Handle a simple list specification of pcarma models. Functions to convert to and from a representation appropriate for handing on to optimisation functions.

Usage

pcarma_prepare(model, type)
pcarma_unvec(model)
pcarma_tovec(model)

Value

for pcarma_unvec, a list with components:

p

autoregressive orders, numeric vector

q

moving average orders, numeric vector

si2

innovation variances

phi

autoregressive parameters

theta

moving average parameters

for pcarma_tovec, a list with components:

p

autoregressive order

q

moving average order

param

parameters of the model, a numeric vector. TODO: give the order of the parameters in the vector!

for pcarma_prepare, a list as pcarma_unvec, see also Details.

Arguments

model

specification of a pcarma model, a list, see Details.

type

not used.

Author

Georgi N. Boshnakov

Details

These functions work with a specification of a pcarma model as a list with components period, p, q, param, phi, theta and si2, see also section `Values'. The functions do not necessarily need or examine all these components.

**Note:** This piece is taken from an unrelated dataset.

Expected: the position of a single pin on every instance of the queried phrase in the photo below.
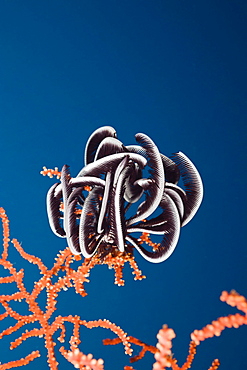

Argument model is a list with components as accepted by pcarma_prepare. Details are below but the guiding rule is that there are sensible defaults for absent components.

pcarma_prepare gives a standard representation of model, in the sense that it ensures that the model has components period, p and q, such that p and q are vectors of length period. pcarma_prepare does not examine any other components of the model. (TODO: do the same for the innovation variance?)

If model$period is NULL, pcarma_prepare sets it to the length of the longer of model$p and model$q. If model$p is a scalar it is extended with rep(model$p, period). Missing or NULL model$p is equivalent to model$p = 0. model$q is processed analogously.

The net effect is that period, p and q will be set as expected as long as period is given or at least one of the other two is of length equal to the period. A warning is issued if period <= 1 (it is all too easy to give scalar values for p and q and forget to set the period, in which case period will be deduced to be one).

A number of functions (including pcarma_tovec and pcarma_unvec) dealing with the list representation of pcarma models start by calling pcarma_prepare to avoid the need for handling all possible cases.

pcarma_tovec returns a list with components p, q and param, where param is a numeric vector containing the pcarma parameters and the innovations variances and thus is suitable for optimisation functions. Notice that it is component param that is a vector. The reason that pcarma_tovec returns a list, is that the caller may need to do further work before calling a generic optimisation function. For exampe, it may wish to dop the variances from the vector.

pcarma_unvec(model) performs the inverse operation. It takes a list like that produced by pcarma_tovec and converts it to a detailed list containing the components of the model.